Along with providing healthful benefits to the community, the project was meant to pay homage to Frederick Law Olmsted’s vision of the 520-foot-diameter basin as the focal point of what was first known as the Parade and later as Humboldt Park.
Fortunately, the damaged concrete hasn’t cracked the enthusiasm of the Olmsted Parks Conservancy, community activists, city officials and BlueCross BlueShield.
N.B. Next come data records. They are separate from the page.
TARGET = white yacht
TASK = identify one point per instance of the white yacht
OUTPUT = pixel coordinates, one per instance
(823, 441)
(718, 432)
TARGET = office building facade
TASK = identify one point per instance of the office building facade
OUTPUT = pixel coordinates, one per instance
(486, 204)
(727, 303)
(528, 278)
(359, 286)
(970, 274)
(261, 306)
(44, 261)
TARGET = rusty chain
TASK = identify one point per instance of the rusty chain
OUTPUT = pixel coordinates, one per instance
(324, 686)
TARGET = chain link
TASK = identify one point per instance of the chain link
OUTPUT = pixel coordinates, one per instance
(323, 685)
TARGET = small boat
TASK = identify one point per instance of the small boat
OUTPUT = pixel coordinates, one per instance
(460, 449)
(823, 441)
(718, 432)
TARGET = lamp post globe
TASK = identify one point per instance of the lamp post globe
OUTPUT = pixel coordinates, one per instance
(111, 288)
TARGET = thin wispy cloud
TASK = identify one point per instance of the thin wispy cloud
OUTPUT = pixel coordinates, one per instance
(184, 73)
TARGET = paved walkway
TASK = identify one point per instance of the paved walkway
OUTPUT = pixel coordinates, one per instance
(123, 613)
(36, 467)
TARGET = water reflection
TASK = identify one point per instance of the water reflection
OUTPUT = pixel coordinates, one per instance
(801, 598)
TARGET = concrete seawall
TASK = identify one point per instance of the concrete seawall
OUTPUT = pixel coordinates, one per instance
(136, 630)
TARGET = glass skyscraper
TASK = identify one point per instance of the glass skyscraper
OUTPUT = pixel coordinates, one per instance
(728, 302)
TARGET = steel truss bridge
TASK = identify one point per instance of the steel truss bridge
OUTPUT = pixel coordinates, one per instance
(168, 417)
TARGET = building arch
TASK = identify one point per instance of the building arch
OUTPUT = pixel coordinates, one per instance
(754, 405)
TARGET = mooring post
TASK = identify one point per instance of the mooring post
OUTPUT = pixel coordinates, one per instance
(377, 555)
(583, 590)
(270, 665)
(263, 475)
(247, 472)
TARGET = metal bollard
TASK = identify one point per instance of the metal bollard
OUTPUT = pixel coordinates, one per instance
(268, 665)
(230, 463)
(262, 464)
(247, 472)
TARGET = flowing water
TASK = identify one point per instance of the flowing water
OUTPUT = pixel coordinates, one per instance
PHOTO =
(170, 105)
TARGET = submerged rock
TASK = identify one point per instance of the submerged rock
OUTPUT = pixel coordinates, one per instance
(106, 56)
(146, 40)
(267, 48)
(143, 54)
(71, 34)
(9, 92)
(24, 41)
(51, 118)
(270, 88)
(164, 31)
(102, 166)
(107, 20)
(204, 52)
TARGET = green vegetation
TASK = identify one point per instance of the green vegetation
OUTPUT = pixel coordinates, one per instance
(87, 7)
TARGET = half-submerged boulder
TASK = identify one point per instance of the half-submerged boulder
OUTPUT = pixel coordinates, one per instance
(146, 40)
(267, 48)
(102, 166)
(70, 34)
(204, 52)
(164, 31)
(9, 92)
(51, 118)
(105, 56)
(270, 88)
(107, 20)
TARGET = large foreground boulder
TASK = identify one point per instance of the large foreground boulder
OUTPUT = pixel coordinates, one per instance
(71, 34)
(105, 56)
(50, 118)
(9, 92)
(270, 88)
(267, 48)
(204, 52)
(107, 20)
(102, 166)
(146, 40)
They have created a four-season feature that is on the verge of opening for public ice skating, if the weather cooperates.
Meanwhile, a quick recap on the concrete situation.
The stuff isn’t cheap. Public Works Commissioner Steven J. Stepniak told reporters back in May that the concrete, which hadn’t been used before in Western New York, was the most expensive part of the four-season water feature. It is one reason residents endured long delays before finally getting to use the splash pad over the summer.
For its innovative engineering, the company that produced a fiber used to reinforce the concrete won an award at the World of Concrete exposition for its work on the MLK project. Now, however, there is at least one crack more than 12 feet long in the concrete. There may be more, hidden beneath snow and ice.
The city is trying to solve the problem and is working with the project consultant to find out what, if anything, needs to be done. But fortunately it doesn’t seem to be slowing the planned winter outdoor activities, including ice skating.
A return to the freezing temperatures of early December will help that happen. The Olmsted Parks Conservancy is planning to offer free skating lessons and is collecting donations of ice skates of all sizes at the Parkside Lodge in Delaware Park to loan to skaters without charge.
BlueCross BlueShield of Western New York has pledged $100,000 for 10 years to promote healthy activities in the park. That money is helping to pay for the skating.
The crack is an unfortunate development, and those who have criticized the slow pace of work at the splash pad have reason to be frustrated. Those concerned residents should continue to keep the pressure on to make sure city officials follow through on the promise of the basin.
The usefulness of the park means a lot to a poor community that now has a place steeped in history in which to exercise and have fun. The basin will be the site for some of BlueCross BlueShield’s “Healthy Zone” programs to encourage exercise and healthy lifestyles. All we need now is some cold weather.